Among the votes in the House on which the yeas and nays were recorded in the course of these complex proceedings, six may be taken as tests. They were on striking out the death penalty, December 31; on striking out the forfeiture of slaves, January 7; on the proviso that no person should be sold by virtue of the act, January 7; on referring the bill to a new committee, January 8; on striking out the death penalty from the Senate bill, February 12; and on the prohibition of the coasting trade in slaves in vessels of under forty tons, February 26. In each case a majority of the Northern members voted on one side of the question, and a yet larger majority of Southerners voted on the other. Twenty-two members voted in every case on the side which the North tended to adopt. These comprised seven from Massachusetts, six from Pennsylvania, three from Connecticut, and one or two from each of the other Northern states except Rhode Island and Ohio. They comprised also Broom of Delaware, Bedinger of Kentucky, and Morrow of Virginia; while Williams of North Carolina was almost equally constant in opposing the policies advocated by the bulk of his fellow Southerners. On the other hand the regulars on the Southern side comprised not only ten Virginians, all of the six South Carolinians, except three of their number on the punishment questions, all of the four Georgians, three North Carolinians, two Marylanders and one Kentuckian, but in addition Tenney of New Hampshire, Schuneman, Van Rensselaer and Verplanck of New York on all but the punishment questions.

On the whole, sectional divergence was fairly pronounced, but only on matters of detail.

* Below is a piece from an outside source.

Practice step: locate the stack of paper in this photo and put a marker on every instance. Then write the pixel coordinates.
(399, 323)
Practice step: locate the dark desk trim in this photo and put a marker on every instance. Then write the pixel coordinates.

The expressions from all quarters of a common desire to make the prohibition of importations effective were probably sincere without material exception. As regards the Virginia group of states, their economic interest in high prices for slaves vouches for the genuine purpose of their representatives, while that of the Georgians and South Carolinians may at the most be doubted and not disproved. The South in general wished to prevent any action which might by implication stigmatize the slaveholding régime, and was on guard also against precedents tending to infringe state rights. The North, on the other hand, was largely divided between a resolve to stop the sanction of slavery and a desire to enact an effective law in the premises directly at issue. The outcome was a law which might be evaded with relative ease wherever public sanction was weak, but which nevertheless proved fairly effective in operation.

When slave prices rose to high levels after the war of 1812 systematic smuggling began to prevail from Amelia Island on the Florida border, and on a smaller scale on the bayous of the Barataria district below New Orleans; but these operations were checked upon the passage of a congressional act in 1818 increasing the rewards to informers. Another act in the following year directed the President to employ armed vessels for police in both African and American waters, and incidentally made provisions contemplating the return of captured slaves to Africa. Finally Congress by an act of 1820 declared the maritime slave trade to be piracy.[33] Smuggling thereafter diminished though it never completely ceased.